Is there some way that the cordova-sqlite-storage plugin is building a different version of sqlite for Android? Or is it possible that it may be overriding the SQLITE_MAX_VARIABLE_NUMBER only for Android? This has become a deal breaker issue, as the majority of our users are on Android, and it would be great to find a solution soon. Thank you!

brodycj commented 3 years ago

My response coming in the next couple of days, thanks for reporting.

jrista commented 3 years ago

@brodybits Thanks! We dug a little deeper...is it possible that Android overrides your own choice for sqlite with its own internal version?

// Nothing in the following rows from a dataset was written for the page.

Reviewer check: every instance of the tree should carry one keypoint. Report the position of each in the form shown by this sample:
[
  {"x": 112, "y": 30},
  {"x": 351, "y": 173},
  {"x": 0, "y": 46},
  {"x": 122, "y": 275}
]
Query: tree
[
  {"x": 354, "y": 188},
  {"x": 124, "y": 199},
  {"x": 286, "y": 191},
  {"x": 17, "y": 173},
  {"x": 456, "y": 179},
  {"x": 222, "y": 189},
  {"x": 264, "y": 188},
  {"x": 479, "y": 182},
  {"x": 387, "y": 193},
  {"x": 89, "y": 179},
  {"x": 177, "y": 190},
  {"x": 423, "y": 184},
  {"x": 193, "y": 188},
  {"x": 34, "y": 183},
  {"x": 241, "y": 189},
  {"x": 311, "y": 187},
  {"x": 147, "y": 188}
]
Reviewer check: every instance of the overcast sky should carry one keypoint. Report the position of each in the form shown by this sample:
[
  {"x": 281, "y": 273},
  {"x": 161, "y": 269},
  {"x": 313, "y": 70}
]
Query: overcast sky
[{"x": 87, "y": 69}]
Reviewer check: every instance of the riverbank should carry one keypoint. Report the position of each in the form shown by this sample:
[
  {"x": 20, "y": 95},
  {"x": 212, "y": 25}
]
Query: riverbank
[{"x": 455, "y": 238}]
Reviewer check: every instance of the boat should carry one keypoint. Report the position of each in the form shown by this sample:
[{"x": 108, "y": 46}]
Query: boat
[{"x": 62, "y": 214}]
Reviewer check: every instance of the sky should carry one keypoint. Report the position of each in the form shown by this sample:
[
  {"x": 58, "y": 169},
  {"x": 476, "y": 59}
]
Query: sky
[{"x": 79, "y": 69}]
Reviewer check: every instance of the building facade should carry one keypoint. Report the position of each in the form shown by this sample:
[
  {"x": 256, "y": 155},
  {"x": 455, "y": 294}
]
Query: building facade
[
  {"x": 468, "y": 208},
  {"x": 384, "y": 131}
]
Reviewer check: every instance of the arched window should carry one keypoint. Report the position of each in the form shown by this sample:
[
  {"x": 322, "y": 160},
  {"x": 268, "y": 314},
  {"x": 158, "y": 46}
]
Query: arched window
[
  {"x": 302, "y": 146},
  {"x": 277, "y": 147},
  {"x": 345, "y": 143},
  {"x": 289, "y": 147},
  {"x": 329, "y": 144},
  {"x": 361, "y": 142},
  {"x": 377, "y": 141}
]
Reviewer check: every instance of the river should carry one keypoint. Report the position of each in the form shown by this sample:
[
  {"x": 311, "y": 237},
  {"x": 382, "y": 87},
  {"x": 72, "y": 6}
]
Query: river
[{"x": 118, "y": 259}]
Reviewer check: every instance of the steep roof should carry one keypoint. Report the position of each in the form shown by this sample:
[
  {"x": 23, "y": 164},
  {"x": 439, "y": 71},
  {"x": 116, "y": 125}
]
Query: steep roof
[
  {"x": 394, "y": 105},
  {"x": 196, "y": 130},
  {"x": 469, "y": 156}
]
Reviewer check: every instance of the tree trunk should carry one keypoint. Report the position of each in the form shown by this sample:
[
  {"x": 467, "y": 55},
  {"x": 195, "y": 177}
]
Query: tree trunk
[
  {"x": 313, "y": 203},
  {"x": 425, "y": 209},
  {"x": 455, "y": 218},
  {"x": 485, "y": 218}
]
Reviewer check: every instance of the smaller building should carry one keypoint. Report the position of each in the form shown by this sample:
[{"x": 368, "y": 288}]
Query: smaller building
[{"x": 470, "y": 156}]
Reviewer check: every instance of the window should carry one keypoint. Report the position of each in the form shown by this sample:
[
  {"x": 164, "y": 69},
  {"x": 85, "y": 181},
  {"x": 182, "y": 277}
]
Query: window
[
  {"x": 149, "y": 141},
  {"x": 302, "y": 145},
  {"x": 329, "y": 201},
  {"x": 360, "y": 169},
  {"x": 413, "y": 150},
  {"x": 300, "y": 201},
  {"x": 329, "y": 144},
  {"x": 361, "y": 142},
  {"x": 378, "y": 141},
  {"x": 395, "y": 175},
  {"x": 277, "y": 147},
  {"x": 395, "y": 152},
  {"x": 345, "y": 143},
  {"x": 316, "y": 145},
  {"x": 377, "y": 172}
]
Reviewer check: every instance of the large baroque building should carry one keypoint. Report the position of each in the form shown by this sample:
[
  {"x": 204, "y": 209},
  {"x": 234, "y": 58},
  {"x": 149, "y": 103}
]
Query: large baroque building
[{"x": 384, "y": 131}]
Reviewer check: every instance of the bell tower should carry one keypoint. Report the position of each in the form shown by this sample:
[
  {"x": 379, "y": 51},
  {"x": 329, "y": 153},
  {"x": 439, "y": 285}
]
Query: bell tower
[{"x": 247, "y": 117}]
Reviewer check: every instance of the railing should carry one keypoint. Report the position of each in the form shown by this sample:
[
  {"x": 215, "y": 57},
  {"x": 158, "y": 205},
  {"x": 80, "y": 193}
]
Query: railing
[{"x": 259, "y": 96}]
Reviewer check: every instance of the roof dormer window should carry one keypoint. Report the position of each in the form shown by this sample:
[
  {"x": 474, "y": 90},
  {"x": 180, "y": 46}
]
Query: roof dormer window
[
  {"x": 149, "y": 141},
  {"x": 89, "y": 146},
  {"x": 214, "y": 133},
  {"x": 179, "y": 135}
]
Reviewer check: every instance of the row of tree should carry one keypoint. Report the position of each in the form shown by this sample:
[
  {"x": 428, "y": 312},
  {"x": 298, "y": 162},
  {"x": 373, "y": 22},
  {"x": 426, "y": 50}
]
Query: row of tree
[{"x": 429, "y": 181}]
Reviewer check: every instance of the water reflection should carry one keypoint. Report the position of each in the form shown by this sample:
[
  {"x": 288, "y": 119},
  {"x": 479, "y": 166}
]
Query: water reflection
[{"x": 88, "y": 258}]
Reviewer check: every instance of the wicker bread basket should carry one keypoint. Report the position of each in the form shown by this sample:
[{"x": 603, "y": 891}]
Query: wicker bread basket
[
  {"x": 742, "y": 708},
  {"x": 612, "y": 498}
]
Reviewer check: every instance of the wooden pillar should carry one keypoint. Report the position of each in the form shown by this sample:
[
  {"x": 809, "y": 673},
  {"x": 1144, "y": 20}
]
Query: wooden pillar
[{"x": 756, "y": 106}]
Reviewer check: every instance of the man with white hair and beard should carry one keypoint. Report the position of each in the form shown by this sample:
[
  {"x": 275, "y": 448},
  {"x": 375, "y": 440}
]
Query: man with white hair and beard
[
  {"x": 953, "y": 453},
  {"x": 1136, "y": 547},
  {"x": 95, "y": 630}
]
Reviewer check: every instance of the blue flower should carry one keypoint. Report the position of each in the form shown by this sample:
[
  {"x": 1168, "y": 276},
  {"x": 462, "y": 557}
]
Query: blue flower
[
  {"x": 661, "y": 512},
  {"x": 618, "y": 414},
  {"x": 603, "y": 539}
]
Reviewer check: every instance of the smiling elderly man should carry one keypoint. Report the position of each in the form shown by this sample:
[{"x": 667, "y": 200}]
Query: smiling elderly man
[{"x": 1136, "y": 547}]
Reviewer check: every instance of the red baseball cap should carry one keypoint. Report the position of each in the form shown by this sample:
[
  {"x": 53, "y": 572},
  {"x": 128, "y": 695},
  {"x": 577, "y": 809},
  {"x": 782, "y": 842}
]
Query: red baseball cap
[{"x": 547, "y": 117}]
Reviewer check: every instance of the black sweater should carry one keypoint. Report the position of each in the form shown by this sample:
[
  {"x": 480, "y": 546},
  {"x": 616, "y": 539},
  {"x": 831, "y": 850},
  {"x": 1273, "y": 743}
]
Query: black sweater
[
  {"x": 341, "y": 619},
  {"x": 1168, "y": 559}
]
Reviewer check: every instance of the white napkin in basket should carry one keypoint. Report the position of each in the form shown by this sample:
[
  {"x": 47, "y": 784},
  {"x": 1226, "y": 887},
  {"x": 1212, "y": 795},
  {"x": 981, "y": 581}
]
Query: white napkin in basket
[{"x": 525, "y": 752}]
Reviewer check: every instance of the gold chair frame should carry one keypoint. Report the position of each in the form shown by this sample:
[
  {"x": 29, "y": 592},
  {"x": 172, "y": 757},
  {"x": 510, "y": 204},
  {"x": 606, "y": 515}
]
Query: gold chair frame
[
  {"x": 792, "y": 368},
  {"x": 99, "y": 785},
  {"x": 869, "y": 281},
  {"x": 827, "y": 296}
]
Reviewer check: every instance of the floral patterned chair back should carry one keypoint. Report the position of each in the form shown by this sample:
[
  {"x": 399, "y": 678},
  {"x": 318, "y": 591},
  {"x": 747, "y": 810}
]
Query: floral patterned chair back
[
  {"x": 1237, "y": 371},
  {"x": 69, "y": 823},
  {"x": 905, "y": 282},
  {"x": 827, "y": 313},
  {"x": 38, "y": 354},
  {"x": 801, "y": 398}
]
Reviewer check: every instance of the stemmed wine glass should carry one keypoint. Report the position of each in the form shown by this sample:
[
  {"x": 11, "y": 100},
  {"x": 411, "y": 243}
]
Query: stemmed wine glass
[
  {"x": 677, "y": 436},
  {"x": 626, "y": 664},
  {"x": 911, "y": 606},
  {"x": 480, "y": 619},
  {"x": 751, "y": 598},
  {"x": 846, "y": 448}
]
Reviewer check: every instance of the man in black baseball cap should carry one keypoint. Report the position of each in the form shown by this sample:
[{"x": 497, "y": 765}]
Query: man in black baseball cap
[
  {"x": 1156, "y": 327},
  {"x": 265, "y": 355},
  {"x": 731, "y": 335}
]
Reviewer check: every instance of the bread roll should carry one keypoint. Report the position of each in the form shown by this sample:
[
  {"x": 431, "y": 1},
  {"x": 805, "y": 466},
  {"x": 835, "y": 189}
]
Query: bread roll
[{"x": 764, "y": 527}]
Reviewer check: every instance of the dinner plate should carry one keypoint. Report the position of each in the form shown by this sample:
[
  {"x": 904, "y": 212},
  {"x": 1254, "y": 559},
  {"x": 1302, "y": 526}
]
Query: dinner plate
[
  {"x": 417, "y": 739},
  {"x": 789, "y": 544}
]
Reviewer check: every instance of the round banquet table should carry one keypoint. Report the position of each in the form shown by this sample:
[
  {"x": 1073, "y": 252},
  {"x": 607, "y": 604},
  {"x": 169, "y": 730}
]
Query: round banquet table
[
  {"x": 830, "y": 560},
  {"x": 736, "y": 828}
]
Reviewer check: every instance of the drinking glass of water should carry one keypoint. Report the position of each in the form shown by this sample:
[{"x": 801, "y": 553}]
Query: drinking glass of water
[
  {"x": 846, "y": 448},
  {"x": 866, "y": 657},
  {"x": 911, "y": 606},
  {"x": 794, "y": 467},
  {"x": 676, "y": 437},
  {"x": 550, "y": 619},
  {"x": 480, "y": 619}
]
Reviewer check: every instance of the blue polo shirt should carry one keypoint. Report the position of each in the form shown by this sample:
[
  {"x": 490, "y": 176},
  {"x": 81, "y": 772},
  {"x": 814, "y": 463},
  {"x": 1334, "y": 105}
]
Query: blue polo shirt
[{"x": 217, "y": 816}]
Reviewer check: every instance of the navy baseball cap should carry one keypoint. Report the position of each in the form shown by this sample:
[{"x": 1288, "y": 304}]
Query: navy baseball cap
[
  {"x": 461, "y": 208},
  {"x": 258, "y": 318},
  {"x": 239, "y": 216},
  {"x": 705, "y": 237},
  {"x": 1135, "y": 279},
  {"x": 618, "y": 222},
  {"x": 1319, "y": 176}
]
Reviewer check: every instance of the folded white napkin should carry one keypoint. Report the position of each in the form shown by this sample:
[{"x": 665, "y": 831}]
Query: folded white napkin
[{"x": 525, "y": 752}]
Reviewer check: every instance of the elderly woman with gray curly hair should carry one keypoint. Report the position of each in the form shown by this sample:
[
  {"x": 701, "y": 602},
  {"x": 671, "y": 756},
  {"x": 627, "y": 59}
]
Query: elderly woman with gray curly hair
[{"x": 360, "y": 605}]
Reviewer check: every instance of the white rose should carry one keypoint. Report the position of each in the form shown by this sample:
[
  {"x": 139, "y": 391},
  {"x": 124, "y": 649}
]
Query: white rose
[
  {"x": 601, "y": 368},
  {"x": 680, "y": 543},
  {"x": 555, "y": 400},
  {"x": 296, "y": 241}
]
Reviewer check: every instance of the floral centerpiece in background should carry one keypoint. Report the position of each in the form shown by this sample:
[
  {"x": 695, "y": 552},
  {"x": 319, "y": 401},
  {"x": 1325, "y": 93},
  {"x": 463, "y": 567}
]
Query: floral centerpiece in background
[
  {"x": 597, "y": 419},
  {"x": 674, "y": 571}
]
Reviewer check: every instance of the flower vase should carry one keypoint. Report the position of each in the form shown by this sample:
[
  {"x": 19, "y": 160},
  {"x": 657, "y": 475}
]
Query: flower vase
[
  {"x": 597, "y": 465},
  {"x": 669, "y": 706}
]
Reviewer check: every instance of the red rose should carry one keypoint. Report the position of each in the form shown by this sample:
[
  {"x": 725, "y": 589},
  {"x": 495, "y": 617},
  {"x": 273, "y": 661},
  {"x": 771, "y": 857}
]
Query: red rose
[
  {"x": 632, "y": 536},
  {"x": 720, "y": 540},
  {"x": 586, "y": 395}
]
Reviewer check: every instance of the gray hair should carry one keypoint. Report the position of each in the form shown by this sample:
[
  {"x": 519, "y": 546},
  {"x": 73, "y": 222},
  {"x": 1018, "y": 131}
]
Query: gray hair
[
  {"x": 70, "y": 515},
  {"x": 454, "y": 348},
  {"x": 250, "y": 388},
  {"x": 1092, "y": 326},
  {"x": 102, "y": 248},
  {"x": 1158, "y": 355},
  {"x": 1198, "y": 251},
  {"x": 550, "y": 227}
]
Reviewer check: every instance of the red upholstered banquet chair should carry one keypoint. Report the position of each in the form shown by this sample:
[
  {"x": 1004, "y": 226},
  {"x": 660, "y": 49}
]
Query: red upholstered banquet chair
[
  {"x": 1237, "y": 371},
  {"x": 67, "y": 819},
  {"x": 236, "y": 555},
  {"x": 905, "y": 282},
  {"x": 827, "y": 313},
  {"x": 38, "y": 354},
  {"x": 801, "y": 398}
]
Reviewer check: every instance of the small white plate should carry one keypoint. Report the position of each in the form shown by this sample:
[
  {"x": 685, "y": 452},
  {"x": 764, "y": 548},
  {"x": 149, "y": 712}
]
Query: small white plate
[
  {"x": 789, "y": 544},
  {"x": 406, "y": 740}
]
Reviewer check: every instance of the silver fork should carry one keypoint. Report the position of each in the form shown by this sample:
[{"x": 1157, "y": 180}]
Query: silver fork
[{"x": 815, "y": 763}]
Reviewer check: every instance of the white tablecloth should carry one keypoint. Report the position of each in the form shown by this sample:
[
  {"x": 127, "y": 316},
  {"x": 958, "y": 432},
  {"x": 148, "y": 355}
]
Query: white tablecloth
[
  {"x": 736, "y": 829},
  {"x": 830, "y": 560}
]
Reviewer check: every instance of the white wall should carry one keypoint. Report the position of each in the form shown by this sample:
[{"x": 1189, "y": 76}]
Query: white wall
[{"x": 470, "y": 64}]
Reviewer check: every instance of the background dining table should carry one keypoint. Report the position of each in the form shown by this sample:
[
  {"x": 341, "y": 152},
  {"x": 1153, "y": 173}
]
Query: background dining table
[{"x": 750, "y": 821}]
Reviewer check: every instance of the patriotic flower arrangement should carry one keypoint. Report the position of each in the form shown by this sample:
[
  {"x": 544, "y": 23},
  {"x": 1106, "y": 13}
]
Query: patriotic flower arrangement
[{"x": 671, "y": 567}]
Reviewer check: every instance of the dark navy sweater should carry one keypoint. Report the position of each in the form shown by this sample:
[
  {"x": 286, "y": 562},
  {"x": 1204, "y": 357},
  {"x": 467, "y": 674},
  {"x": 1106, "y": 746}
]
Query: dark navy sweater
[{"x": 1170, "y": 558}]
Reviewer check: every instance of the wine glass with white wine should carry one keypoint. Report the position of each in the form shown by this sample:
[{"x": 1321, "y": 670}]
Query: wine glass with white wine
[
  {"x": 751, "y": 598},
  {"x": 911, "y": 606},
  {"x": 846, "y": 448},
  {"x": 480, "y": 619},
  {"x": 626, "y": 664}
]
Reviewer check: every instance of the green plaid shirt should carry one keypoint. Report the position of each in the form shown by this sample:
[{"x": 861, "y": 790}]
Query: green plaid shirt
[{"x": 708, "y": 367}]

brodycj commented 3 years ago

This plugin uses a custom NDK build on Android by default but may use built-in SQLite depending on the options used in the sqlitePlugin.openDatabase call. This information is already documented.

I would like to get this tested and documented at some point. Priority is given to commercial support customers, please contact sales@storesafe.io if interested.

jrista commented 3 years ago

Hmm, ok. I've been looking around, and I am not sure if the way we are using SQLite (through an adapter for RxDb, which in turn is really using PouchDB) gives us enough control to manage the SQLite connection.

It does appear as though we are still limited by the 999 variable limit. Is there a way to check which SQLite....instance (?) you are connecting with via this plugin? I may just try connecting directly to SQLite with the plugin, and see if it is connecting using the right SQLite version.

brodycj commented 3 years ago

If you have the SQLite plugin database object, you can try SELECT SQLITE_VERSION().

jacobg commented 2 years ago

I just came across this same issue using the latest cordova-sqlite-evcore-extbuild-free plugin on sqlite 3.37.2. A bulk insert with 4001 sql variables is failing with error too many SQL variables (code 1 SQLITE_ERROR[1]).

jacobg commented 2 years ago

SELECT SQLITE_VERSION() returns: {SQLITE_VERSION(): '3.28.0'}

jacobg commented 2 years ago

I had the wrong configurations:

-    androidLockWorkaround: 1,
-    androidDatabaseProvider: 'system'
+    androidDatabaseProvider: 'default'

After updating, it returns: SQLITE_VERSION(): "3.37.2", and the too many SQL variables error goes away.